Paper No. 11
Presentation Time: 4:15 PM
STRATIGRAPHIC ANALYSIS OF EOCENE RIVER SYSTEMS: IMPLICATIONS FOR THE CENOZOIC UPLIFT HISTORY OF THE SIERRA NEVADA, CALIFORNIA
Stratigraphic analyses of paleochannel deposits located on the northwestern slopes of the Sierra Nevada suggest that early Cenozoic landsculpting processes varied markedly and that Eocene river systems were capable of moving large amounts of coarse material. Such analyses contradict the conventional idea that Sierra Nevadan landscape was characterized by low elevation, low relief features formed by broad, low-gradient river systems prior to Neogene uplift. In fact, the nature of Eocene fluvial deposits in the northern Sierra Nevada is consistent with a landscape of higher elevation and paleostream systems that varied climatically. Material from deepest thalwegs of the ancestral Yuba River is dominated by well-rounded, cobbled-sized clasts suggesting that Eocene river systems had gradients sufficient to move large clasts appreciable distances. In at least four locations, rounded boulders with b-axis diameters of 1-3 m were present in these thalweg deposits.

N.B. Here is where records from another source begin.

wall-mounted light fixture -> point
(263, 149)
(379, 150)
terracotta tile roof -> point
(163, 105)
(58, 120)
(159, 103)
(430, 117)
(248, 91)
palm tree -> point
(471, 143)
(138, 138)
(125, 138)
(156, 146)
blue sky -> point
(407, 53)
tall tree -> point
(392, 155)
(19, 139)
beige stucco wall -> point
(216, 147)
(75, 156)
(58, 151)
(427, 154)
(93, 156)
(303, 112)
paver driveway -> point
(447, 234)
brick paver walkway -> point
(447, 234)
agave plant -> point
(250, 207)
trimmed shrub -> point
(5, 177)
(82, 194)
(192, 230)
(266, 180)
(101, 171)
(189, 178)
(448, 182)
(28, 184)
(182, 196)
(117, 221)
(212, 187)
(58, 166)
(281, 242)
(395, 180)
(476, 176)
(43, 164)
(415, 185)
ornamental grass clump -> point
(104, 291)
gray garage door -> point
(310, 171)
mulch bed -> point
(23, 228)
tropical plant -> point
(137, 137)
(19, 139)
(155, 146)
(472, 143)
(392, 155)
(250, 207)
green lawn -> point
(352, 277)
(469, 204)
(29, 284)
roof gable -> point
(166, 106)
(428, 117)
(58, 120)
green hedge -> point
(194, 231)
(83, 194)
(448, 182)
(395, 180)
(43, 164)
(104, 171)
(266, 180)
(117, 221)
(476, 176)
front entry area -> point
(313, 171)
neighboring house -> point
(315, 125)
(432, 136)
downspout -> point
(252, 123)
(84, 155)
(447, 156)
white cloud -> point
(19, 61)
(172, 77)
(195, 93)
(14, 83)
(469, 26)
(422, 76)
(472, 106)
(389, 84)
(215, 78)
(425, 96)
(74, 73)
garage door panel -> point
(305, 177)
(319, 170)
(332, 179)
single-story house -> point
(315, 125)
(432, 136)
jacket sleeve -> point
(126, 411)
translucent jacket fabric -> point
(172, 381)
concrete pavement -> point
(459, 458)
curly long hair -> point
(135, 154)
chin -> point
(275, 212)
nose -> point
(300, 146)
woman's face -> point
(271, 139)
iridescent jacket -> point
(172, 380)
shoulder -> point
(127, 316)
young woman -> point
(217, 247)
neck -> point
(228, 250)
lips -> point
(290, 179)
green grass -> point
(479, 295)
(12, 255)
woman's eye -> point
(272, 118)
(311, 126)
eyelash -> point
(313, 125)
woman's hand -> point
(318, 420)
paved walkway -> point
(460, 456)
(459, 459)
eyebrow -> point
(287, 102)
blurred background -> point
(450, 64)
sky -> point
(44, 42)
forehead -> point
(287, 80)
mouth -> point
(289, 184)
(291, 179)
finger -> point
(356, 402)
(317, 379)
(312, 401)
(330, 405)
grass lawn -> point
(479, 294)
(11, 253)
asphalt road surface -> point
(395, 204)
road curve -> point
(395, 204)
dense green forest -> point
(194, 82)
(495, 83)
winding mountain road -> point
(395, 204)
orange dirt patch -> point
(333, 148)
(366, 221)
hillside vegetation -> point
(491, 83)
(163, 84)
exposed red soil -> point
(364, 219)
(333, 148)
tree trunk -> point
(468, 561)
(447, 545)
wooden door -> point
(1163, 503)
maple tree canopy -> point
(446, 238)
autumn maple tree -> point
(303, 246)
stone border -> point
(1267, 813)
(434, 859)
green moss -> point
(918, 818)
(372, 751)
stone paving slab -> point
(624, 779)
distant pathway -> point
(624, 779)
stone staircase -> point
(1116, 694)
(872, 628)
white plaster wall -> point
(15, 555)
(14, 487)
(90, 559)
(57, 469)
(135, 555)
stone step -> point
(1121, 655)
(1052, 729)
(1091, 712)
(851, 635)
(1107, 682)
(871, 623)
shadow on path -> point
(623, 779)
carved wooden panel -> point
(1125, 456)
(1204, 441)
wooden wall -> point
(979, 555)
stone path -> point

These sediments characterize a non-steady state Paleogene Sierra Nevada of significant elevation and relief. Additionally, paleostream deposits of the ancestral Yuba River reveal multiple episodes of downcutting and backfilling. Such variation in sedimentological regime requires a variation in stream power, something which is generally caused by either surface tilting or a change in discharge. A documented shift in Cenozoic climate toward cooler, stormier conditions (Molnar and England, 1990; Wolfe, 1994) would have a great impact on discharge and, consequently, stream power. A changing climatic regime, therefore, is capable of not only explaining the episodic erosional and depositional features preserved in paleovalleys, but also of explaining changing river gradient, independent of tectonic uplift or tilting.